Iran blames ‘Zionists’ for deadly terror attack

Al Qaeda linked / AP
November 19, 2013

Iran has blamed Israel for the Tuesday morning bombing of the Iranian Embassy in Beirut, Lebanon, that killed 23 people and injured more than 100 others.

"The Islamic Republic of Iran takes the Zionists and their mercenaries responsible for this action," Iranian Foreign Ministry spokesman Marzieh Afkham said.

A person wearing explosive is believed to have detonated himself near the Iranian embassy’s gate just moments before a nearby car bomb exploded, according to multiple reports in the Iranian media.

Iran’s Ambassador to Lebanon Qazanfar Roknabadi also was quoted as saying "that Zionists have been behind the bombing," according to Iran’s state run Fars News Agency.

The Secretary of Iran’s Supreme National Security Council was defiant following the attack, saying that it would not deter Iran from backing Hezbollah.

"These attempts will leave no [negative] impact on the course of Iran's continued support for the Islamic resistance movement," Ali Shamkhani said during a meeting with the Syrian Ambassador to Tehran, according to Fars.

Shamkhani went on to say that the attacks are a sign of how "desperate Israel and the terrorist groups working in line with the interests of the Zionist regime in the region feel."

Other reports have indicated that an al Qaeda-aligned group has claimed responsibility for the attack and demanded that the Iranian affiliated terror group Hezbollah withdraw from Syria.

Hezbollah has its base of operations in Lebanon and controls large portions of the country, including regions located near Israel’s northern border.

At least six Iranian embassy staffers have been reported as dead, including Rezwan Fares, who was the compound’s head of security, according to Fars, which posted graphic photos of Fares’ dead body.
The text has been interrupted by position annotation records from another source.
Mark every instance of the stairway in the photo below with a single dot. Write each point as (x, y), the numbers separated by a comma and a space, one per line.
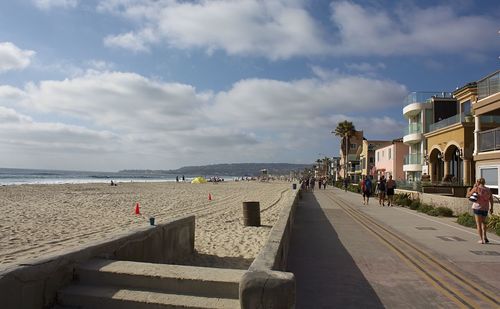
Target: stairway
(102, 283)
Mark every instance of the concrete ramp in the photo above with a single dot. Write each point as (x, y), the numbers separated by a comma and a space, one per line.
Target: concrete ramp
(102, 283)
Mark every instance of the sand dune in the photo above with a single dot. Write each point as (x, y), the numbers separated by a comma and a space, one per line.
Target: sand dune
(44, 219)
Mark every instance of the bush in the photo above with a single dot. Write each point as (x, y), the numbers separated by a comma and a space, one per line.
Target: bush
(445, 211)
(493, 224)
(415, 205)
(466, 219)
(433, 212)
(402, 199)
(425, 208)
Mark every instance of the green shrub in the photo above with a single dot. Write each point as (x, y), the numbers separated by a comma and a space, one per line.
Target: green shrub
(402, 199)
(466, 219)
(425, 208)
(493, 224)
(414, 205)
(433, 212)
(407, 202)
(445, 211)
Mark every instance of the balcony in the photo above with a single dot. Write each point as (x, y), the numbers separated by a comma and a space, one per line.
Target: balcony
(413, 134)
(447, 122)
(415, 102)
(489, 140)
(488, 85)
(413, 162)
(423, 97)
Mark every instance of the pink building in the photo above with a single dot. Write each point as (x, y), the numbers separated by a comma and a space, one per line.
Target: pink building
(389, 160)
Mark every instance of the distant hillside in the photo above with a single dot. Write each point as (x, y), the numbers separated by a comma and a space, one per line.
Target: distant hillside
(236, 169)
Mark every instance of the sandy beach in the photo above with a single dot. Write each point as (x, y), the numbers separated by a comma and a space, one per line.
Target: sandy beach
(38, 220)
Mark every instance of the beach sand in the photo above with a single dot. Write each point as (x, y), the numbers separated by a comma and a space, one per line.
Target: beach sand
(38, 220)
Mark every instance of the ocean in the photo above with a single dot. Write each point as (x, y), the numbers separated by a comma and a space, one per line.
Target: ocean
(13, 176)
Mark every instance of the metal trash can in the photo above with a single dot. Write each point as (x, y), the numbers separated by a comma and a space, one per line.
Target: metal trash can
(251, 213)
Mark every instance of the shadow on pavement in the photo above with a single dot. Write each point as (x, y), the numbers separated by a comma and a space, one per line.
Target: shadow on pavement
(326, 274)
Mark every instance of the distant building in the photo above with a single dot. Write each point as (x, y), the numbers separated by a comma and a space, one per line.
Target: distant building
(486, 110)
(389, 160)
(353, 171)
(368, 154)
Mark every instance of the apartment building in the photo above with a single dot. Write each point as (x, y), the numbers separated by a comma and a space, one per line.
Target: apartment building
(486, 111)
(351, 168)
(389, 160)
(422, 109)
(450, 141)
(368, 154)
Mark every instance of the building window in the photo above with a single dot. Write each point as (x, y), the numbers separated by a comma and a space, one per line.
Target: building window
(466, 107)
(490, 175)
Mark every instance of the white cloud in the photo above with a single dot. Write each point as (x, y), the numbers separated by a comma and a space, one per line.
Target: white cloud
(14, 58)
(276, 29)
(23, 132)
(409, 30)
(48, 4)
(132, 117)
(282, 29)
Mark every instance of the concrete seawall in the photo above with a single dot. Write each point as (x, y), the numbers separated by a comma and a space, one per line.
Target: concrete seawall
(33, 284)
(265, 284)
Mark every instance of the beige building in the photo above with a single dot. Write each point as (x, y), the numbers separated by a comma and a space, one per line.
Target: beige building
(367, 156)
(486, 111)
(450, 141)
(353, 171)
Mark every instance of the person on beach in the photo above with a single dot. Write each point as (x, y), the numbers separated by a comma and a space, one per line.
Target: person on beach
(381, 187)
(366, 187)
(481, 206)
(391, 185)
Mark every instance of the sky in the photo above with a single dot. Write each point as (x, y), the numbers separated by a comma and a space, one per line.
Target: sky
(105, 85)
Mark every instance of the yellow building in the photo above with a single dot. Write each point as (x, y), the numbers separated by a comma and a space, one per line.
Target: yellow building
(450, 141)
(487, 130)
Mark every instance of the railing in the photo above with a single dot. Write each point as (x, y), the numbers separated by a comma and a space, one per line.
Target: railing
(413, 158)
(489, 119)
(488, 85)
(422, 97)
(446, 122)
(413, 128)
(489, 140)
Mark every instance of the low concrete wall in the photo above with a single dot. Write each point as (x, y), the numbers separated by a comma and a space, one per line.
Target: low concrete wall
(33, 285)
(265, 284)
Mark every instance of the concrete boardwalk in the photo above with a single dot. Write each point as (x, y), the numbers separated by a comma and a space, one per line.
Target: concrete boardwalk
(339, 264)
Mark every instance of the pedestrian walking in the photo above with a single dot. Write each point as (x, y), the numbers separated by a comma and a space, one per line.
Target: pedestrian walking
(381, 187)
(366, 187)
(391, 186)
(480, 207)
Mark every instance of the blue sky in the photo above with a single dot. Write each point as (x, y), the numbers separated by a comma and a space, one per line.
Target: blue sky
(159, 84)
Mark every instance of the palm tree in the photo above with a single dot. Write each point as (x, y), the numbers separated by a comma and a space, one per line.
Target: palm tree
(345, 130)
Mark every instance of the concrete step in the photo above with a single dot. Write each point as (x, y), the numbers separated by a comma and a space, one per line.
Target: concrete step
(174, 279)
(83, 297)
Fares reportedly "stopped the suicide-bomber from entering the embassy compound and opened fire on him, when the suicide-bomber exploded his jacket," according to local Beruit officials who spoke to Fars.

Five other embassy guards and Iran's Cultural Attache also were killed in the attack, which comes just a day before Iranian negotiators were scheduled to meet with Western nations for another round of talks over Tehran’s contested nuclear program.
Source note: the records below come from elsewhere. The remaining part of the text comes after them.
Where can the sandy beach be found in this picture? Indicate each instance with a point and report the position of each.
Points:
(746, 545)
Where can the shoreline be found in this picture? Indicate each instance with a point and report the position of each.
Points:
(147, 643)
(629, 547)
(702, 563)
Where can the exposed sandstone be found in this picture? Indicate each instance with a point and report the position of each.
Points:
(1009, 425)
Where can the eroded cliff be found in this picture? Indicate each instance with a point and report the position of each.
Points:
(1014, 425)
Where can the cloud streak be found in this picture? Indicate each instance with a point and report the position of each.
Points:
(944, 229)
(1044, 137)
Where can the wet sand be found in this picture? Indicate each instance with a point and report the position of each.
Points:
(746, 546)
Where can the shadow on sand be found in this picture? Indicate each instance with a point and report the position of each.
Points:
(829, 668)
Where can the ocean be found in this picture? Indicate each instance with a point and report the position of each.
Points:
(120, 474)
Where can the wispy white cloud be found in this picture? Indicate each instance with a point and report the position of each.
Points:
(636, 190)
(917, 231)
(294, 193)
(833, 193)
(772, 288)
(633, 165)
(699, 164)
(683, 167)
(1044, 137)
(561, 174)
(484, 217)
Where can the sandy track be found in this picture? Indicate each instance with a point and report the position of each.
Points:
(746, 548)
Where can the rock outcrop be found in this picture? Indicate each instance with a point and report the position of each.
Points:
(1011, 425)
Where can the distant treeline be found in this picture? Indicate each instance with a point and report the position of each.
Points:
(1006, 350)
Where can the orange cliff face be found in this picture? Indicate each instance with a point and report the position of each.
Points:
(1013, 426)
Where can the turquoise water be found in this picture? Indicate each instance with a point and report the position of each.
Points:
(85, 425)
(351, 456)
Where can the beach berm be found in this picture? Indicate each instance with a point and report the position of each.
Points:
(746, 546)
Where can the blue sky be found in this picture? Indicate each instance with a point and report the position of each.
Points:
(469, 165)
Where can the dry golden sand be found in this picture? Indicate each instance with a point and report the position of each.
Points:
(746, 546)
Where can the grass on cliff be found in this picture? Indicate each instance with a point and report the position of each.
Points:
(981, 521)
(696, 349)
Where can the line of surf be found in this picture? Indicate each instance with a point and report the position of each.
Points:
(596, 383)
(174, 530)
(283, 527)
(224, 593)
Hezbollah officials have additionally claimed that Israel worked with Saudi Arabia to pull off the attack.

Lebanese Prime Minister Najib Mikati was quoted as calling the bombs "a cowardly terrorist act" meant to foment discord and chaos in Lebanon.
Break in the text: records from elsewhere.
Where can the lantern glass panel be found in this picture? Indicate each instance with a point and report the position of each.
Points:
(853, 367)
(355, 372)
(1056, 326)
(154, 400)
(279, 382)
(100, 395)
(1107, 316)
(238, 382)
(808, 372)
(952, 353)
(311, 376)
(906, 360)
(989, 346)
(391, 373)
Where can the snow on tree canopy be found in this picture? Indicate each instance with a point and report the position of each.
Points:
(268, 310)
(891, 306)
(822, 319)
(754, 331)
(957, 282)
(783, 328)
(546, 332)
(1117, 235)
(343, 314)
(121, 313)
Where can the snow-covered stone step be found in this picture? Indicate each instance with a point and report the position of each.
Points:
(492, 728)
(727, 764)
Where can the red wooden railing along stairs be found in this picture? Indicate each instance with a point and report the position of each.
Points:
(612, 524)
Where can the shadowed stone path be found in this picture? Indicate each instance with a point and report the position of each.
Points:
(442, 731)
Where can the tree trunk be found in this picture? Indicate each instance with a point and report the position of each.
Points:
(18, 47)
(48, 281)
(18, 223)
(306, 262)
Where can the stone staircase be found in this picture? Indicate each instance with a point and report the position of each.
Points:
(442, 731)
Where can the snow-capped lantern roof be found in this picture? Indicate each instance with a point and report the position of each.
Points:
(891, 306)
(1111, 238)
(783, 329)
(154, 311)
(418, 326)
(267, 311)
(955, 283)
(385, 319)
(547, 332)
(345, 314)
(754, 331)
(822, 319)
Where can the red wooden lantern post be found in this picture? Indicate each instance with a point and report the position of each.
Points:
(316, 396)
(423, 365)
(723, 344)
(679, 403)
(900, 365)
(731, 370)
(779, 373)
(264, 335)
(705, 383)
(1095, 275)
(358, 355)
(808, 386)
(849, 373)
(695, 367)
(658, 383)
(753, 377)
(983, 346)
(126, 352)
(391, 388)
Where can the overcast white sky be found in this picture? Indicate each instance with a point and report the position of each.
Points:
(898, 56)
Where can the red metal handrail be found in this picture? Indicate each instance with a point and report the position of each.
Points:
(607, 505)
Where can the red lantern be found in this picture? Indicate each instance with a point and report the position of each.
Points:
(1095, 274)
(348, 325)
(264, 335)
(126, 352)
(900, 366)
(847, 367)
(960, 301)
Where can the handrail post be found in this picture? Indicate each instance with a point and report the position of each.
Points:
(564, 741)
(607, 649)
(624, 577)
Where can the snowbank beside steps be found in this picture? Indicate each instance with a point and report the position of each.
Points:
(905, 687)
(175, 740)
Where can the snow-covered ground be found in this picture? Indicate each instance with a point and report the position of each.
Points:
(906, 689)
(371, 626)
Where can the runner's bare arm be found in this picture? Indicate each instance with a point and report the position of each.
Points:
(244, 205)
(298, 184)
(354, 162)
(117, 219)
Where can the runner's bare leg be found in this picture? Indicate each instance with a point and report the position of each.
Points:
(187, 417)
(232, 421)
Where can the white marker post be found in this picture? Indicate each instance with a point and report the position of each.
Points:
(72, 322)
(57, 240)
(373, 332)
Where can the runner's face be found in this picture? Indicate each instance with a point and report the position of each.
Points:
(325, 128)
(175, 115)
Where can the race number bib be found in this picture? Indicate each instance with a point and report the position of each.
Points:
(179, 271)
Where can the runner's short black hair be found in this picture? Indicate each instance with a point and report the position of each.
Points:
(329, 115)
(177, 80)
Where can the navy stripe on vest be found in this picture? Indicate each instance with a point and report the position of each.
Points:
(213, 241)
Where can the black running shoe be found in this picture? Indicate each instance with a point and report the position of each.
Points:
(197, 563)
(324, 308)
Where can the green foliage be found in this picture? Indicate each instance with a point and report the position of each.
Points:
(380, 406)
"We have asked the security apparatuses to speed up the investigations to uncover and arrest the perpetrators," according to Mikati.

Secretary of State John Kerry condemned the attacks in a statement issued Tuesday afternoon.

"The United States strongly condemns today’s senseless and despicable terrorist bombings at the Iranian Embassy in Beirut," Kerry said. "We extend our condolences to the victims and their families. We urge all parties to exercise calm and restraint to avoid inflaming the situation further."

Kerry noted that the United States "knows too well the cost of terrorism directed at our own diplomats around the world."

He also called on the Lebanese government to promote calm and "conduct a thorough investigation."

Hezbollah was not mentioned in Kerry’s statement.

The bombing could be a sign that Syria’s years-long civil war is generating rifts between various sectarian and terrorist groups in the region.

Many in Lebanon have not viewed Iran’s financial boosting and arming of Hezbollah as a positive development in the country.

"The double suicide bombing at the Iranian embassy in Beirut on Tuesday morning was anything but a surprise," Israeli analyst Avi Issacharoff wrote in the Times of Israel.

"In fact, it was almost expected given the battles in Syria between radical Sunni forces, on the one hand and Hezbollah and Iranian Revolutionary Guards forces on the other, along with the threats by al Qaeda groups in Syria to hit Iranian targets in the area," Issacharoff wrote.

The bombing also comes just days after reports that Israel and Saudi Arabia had teamed up to develop an attack plan aimed at stopping Iran’s nuclear program.

While Saudi officials denied the report, some sources maintain that the country has quietly agreed to permit Israel to use its air space during an attack on Iran.

An Israeli government spokesman did not respond to a request for comment.